The proband’s son presented at 53-years-old with numbness and paresthesia in the feet for approximately 1 year. His medical history was significant for carpal tunnel release on the left and the right at 44 and 45 years of age, respectively. Tissue blocks from these procedures were not available for Congo red staining. His electrodiagnostic studies demonstrated bilateral median neuropathies at the wrist (i.e. carpal tunnel) with no electrodiagnostic evidence of a sensorimotor axonal polyneuropathy. Tc-99m pyrophosphate scan was not suggestive of amyloidosis (H/CL ratio 1.27). Holter monitor demonstrated no evidence of ventricular arrhythmias but did show occasional episodes of supraventricular tachycardia lasting 5–14 beats and a 2.3% burden of supraventricular ectopy. Fat pad biopsy was negative. Bone marrow biopsy demonstrated vessels with amorphous eosinophilic deposits in their vascular wall that were Congo red positive and showed apple-green birefringence under polarized light. There were two foci of Congo red positive amorphous deposits within otherwise unremarkable marrow. Gallbladder pathology from cholecystectomy performed during hospitalization for cholecystitis was Congo red positive with 1–2 foci of amorphous eosinophilic material within small vessel walls showing green birefringence under polarized light microscopy consistent with focal amyloid deposition. Commercially available targeted genetic sequence analysis of TTR demonstrated the same ATTRHis90Asp variant as the proband.

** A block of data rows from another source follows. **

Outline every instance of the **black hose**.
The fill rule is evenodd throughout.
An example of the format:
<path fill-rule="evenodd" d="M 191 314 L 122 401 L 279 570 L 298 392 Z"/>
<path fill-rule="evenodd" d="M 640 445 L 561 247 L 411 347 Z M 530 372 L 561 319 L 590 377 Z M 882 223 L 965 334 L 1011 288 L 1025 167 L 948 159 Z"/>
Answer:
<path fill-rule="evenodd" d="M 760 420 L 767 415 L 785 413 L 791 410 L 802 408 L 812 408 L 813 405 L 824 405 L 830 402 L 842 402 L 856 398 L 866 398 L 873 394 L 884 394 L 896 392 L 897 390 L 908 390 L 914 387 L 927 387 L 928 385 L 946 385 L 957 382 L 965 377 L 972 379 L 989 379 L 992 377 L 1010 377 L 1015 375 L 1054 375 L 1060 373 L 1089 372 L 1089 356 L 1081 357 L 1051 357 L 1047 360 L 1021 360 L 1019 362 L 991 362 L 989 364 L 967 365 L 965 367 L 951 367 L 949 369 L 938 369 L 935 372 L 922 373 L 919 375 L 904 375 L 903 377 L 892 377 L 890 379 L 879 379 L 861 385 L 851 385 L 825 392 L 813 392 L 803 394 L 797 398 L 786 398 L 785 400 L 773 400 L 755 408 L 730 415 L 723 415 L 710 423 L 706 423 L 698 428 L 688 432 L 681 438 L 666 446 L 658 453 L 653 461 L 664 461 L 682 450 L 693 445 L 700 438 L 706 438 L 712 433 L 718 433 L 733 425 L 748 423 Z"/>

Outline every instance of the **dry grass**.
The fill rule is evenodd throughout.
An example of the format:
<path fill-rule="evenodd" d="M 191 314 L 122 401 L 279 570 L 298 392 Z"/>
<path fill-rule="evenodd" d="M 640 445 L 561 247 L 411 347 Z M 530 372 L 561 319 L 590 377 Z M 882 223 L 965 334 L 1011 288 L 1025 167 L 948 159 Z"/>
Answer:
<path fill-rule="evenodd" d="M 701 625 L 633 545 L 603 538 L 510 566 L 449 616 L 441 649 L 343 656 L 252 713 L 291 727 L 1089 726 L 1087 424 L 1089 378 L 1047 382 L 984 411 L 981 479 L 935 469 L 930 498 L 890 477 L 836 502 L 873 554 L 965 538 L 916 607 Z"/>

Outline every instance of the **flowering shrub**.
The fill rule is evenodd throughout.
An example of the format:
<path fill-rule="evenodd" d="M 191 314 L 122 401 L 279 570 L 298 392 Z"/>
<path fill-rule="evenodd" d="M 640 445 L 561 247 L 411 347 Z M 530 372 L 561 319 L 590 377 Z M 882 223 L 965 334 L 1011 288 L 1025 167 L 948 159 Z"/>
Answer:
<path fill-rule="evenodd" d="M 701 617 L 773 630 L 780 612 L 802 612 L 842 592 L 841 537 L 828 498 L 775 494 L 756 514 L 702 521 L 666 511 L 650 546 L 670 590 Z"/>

The ATTRHis90Asp variant is not presently classified as pathogenic. This family demonstrates autosomal dominant inheritance across three generations with clinical features of ATTRv amyloidosis. The severity of clinical features is corroborated by the significance of amyloid deposition on postmortem examination. Both the proband and her father developed clinically significant symptoms in their late 60s and early 70s. For this reason, we suspect the proband’s son is early in his course. The clinicopathologic evidence supporting the pathogenicity of ATTRHis90Asp is significant. Taken together with the Irish kindred reported by Jimenez-Zipeda et al., ^{Reference Jimenez-Zepeda, Bahlis and Gilbertson4} there is substantial evidence supporting the classification of ATTRHis90Asp as pathogenic, granting patients with this variant access to life-saving treatments.